In a news release issued early Thursday morning, the city of Bloomington announced that it has issued an “Unsafe Building Order to Repair” to the owners of the the old Johnson Creamery building on 7th Street, across the B-Line Trail from city hall.
The building is owned by Peerless Capital of Chicago, Illinois. It’s the site of planned new housing construction that would incorporate the existing structure. According to the news release, the unsafe order was issued under city code and state statue.
The reason for the unsafe building order, according to Thursday’s news release, is the 140-foot-tall smokestack, which is located on the property. The iconic smokestack has vertical lettering that reads “Johnson’s” on its east side.

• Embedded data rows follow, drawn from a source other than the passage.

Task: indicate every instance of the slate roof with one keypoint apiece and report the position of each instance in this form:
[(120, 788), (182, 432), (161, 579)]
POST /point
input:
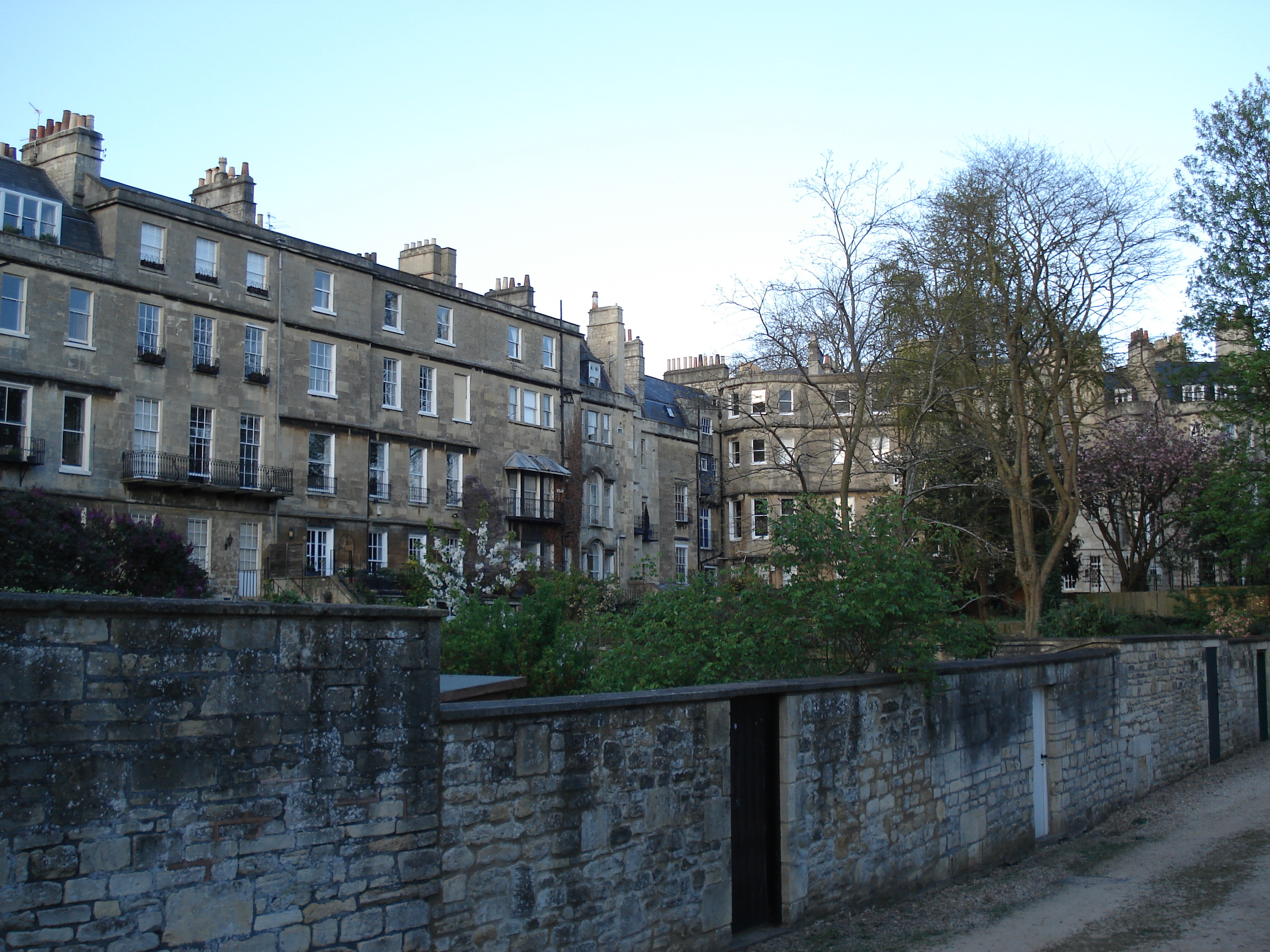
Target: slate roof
[(659, 399), (79, 230)]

The B-Line Trail, where it passes between city hall and the Johnson Creamery building, will be closed off, according to the news release. As of around 8 a.m. Thursday morning, the B-Line was still open. [Updated 2:53 p.m. on Jan. 13, 2022: The latest word from the city is that as of around 11 a.m. the fencing has been installed.]
The 1949 smokestack is a bit younger than the Johnson Creamery building itself, which was completed in 1914. In 1996, the creamery and smokestack were placed on the National Register of Historic Places, according to the news release.

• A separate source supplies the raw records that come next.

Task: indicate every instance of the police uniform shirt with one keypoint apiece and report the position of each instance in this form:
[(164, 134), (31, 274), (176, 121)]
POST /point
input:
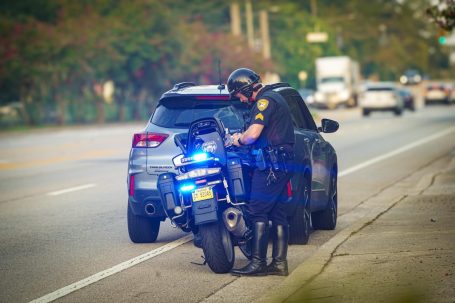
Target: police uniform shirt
[(276, 118)]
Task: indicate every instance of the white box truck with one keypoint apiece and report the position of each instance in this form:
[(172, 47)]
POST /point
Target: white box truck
[(337, 80)]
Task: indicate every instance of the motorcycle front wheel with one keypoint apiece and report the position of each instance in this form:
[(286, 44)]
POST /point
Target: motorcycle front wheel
[(217, 246)]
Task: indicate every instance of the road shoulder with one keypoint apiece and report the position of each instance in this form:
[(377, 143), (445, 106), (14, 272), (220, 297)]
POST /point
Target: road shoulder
[(336, 270)]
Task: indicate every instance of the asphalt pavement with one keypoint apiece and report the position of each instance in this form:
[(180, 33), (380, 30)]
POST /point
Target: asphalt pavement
[(402, 250)]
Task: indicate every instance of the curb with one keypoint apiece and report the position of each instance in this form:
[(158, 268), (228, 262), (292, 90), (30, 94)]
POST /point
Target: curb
[(311, 268)]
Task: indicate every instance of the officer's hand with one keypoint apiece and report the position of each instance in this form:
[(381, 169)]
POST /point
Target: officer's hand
[(235, 138)]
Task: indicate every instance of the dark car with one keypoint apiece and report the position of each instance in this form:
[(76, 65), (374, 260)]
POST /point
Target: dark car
[(408, 98), (411, 77), (313, 186), (437, 92)]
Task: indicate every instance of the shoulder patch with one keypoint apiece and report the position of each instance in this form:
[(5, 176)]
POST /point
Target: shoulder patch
[(262, 104), (259, 117)]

According to the news release, an inspection on Dec. 14, 2021, determined the smokestack to be “potentially dangerous.” On Dec. 21, 2021 the city’s housing and neighborhood department (HAND) ordered it to be repaired within 60 days.

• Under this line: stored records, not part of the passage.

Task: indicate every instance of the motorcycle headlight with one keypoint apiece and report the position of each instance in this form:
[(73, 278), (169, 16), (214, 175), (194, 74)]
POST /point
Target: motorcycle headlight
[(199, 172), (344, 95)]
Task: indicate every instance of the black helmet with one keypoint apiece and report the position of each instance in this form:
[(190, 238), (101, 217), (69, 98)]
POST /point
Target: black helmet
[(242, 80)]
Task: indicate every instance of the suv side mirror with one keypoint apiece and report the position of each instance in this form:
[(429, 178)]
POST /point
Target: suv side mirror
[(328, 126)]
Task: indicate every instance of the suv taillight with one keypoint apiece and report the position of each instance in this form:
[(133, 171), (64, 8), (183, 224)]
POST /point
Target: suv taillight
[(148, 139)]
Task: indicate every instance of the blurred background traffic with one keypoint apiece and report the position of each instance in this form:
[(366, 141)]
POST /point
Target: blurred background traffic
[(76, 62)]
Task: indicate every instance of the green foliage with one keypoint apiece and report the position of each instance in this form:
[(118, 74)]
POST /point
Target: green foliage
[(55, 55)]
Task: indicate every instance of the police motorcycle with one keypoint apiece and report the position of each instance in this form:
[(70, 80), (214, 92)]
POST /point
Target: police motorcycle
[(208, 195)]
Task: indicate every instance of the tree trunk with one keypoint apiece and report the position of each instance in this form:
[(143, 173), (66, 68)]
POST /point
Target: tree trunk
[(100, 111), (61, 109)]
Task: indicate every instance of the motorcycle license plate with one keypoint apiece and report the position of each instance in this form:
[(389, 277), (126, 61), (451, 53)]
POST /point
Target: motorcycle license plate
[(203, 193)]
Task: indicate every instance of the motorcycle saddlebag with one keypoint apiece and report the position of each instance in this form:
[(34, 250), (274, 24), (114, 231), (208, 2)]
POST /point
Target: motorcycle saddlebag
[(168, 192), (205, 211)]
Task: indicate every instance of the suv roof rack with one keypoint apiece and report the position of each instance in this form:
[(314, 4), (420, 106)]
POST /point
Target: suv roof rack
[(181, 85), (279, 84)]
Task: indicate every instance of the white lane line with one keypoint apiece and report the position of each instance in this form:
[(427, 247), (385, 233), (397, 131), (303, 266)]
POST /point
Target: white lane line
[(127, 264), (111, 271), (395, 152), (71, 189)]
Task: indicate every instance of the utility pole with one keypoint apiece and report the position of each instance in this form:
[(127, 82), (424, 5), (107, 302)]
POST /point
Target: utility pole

Mentioned in Thursday’s news release is some background to the order, which includes last year’s approach made by Peerless to the city’s historic preservation commission (HPC) about restoration of the smokestack.
The meeting minutes from a September 2021 HPC meeting state that Peerless was at that time applying for a $100,000 state grant to rebuild the top 15 feet of the smokestack.
Reached Thursday morning by The B Square, HAND director John Zody told The B Square that Peerless was not awarded the grant. At that point, the city wanted to ensure that a timeline was set in place for some action, Zody said.
The timeline was set in place with issuance of the unsafe building order, with its 60-day deadline. The city has been in ongoing communication with Peerless about the smokestack, Zody said.
The city’s awareness of the issue with the smokestack is traced by the news release at least back to 2017. That’s when the city conducted due diligence when it was reviewed for potential purchase. Zody is quoted in the news release saying, that during the 2017 due diligence, the city “learned of significant future maintenance that would be needed to maintain the structural integrity of the smokestack.”
Peerless will need to submit restoration plans to the HPC, according to Thursday’s news release. Reinforcement bands around the brick smokestack, from apparent previous reinforcement efforts are visible on the structure.
On Thursday morning, the immediate area around the smokestack had been cordoned off with some yellow plastic chain-link roping.
Zody told The B Square that the city would install fencing to close off the B-Line Trail, where it passes between city hall and the Johnson Creamery building.